Rio - Os decretos de prisão preventiva da Justiça do Estado do Rio de Janeiro contra advogados acusados de falsificar documentos públicos e particulares para se apropriar de indenizações nos Juizados Especiais e Varas Cíveis do Rio foram confirmados pela Sexta Turma do Superior Tribunal de Justiça (STJ).

Por maioria de votos, foi negado habeas corpus aos acusados da prática de fraudes processuais. Os réus estão foragidos e, para a Turma, a prisão preventiva revogada e depois restabelecida não pode, só por isso, ser considerada ilegal.

As investigações começaram quando juízes do Tribunal de Justiça do Rio perceberam o surgimento de várias ações idênticas contra as mesmas empresas. As fraudes ocorriam em processos de indenização por danos morais resultantes de inscrição em cadastros restritivos de crédito. Após as investigações, houve redução de 30% dessas ações em primeiro grau.
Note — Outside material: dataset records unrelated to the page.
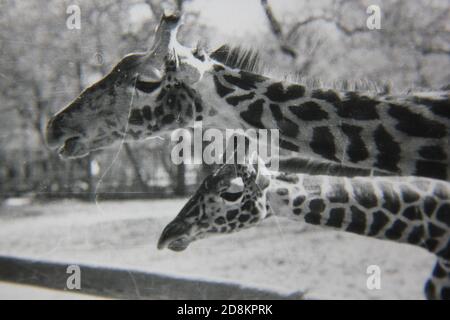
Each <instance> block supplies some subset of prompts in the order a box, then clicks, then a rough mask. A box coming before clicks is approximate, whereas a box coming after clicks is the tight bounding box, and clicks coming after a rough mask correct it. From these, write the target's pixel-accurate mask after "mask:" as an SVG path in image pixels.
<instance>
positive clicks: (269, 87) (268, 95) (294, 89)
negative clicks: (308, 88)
mask: <svg viewBox="0 0 450 320" xmlns="http://www.w3.org/2000/svg"><path fill="white" fill-rule="evenodd" d="M265 95H266V97H267V98H269V99H270V100H272V101H274V102H286V101H289V100H294V99H298V98H301V97H303V96H304V95H305V87H303V86H300V85H295V84H293V85H290V86H288V87H287V88H286V89H285V88H284V86H283V83H281V82H276V83H273V84H271V85H270V86H268V87H267V91H266V93H265Z"/></svg>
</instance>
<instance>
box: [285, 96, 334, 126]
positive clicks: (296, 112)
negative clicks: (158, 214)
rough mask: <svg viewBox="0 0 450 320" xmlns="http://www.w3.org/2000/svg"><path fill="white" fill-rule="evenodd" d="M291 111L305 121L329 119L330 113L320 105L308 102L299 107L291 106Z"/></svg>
mask: <svg viewBox="0 0 450 320" xmlns="http://www.w3.org/2000/svg"><path fill="white" fill-rule="evenodd" d="M289 110H290V111H291V112H292V113H293V114H294V115H295V116H296V117H297V118H299V119H301V120H303V121H321V120H326V119H328V113H327V112H325V111H323V110H322V108H321V107H320V105H319V104H317V103H315V102H314V101H307V102H305V103H302V104H300V105H297V106H289Z"/></svg>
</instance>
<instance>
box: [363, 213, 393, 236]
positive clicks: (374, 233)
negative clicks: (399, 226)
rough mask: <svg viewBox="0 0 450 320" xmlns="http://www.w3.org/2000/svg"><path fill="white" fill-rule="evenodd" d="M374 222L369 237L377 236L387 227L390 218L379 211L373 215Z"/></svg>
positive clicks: (369, 231)
mask: <svg viewBox="0 0 450 320" xmlns="http://www.w3.org/2000/svg"><path fill="white" fill-rule="evenodd" d="M372 218H373V221H372V223H371V224H370V227H369V233H368V234H367V235H368V236H371V237H373V236H376V235H377V234H378V233H380V231H381V230H382V229H383V228H384V227H385V226H386V224H387V223H388V222H389V218H388V216H387V215H386V214H385V213H384V212H383V211H382V210H377V211H375V212H374V213H373V216H372Z"/></svg>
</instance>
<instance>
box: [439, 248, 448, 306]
mask: <svg viewBox="0 0 450 320" xmlns="http://www.w3.org/2000/svg"><path fill="white" fill-rule="evenodd" d="M437 255H438V256H439V257H442V258H444V259H445V260H446V261H449V260H450V240H449V241H448V242H447V244H446V245H445V246H444V249H442V250H440V251H439V252H438V253H437ZM449 293H450V292H447V294H449ZM447 297H449V298H450V296H447Z"/></svg>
A denúncia do Ministério Público acusou os advogados os crimes de estelionato, falsificação de documento público, uso de documento falso e apropriação indébita. O julgamento na Sexta Turma dizia respeito a dois dos dez advogados contra os quais foi decretada a prisão preventiva. Depois de um mês, a prisão dos dois foi revogada e substituída por medidas alternativas.

Prisão

O Ministério Público recorreu da decisão que adotou as medidas cautelares, e as prisões foram restabelecidas. Para o MP, as práticas idos réus são “extremamente graves”, capazes de ofender a ordem legal e abalar a credibilidade do Poder Judiciário.

No STJ, a defesa alegou que não foi demonstrado o descumprimento das medidas cautelares substitutivas da prisão e que não havia fato novo que justificasse o restabelecimento do decreto prisional – o que, segundo ela, violaria o artigo 316 do Código de Processo Penal (CPP).

A relatora do caso, desembargadora convocada Marilza Maynard, afirmou não haver constrangimento ilegal na decisão, pois se basedou na garantia da ordem pública e da instrução criminal, já que os réus, foragidos, não cumpriram as medidas e ainda intimidaram uma testemunha.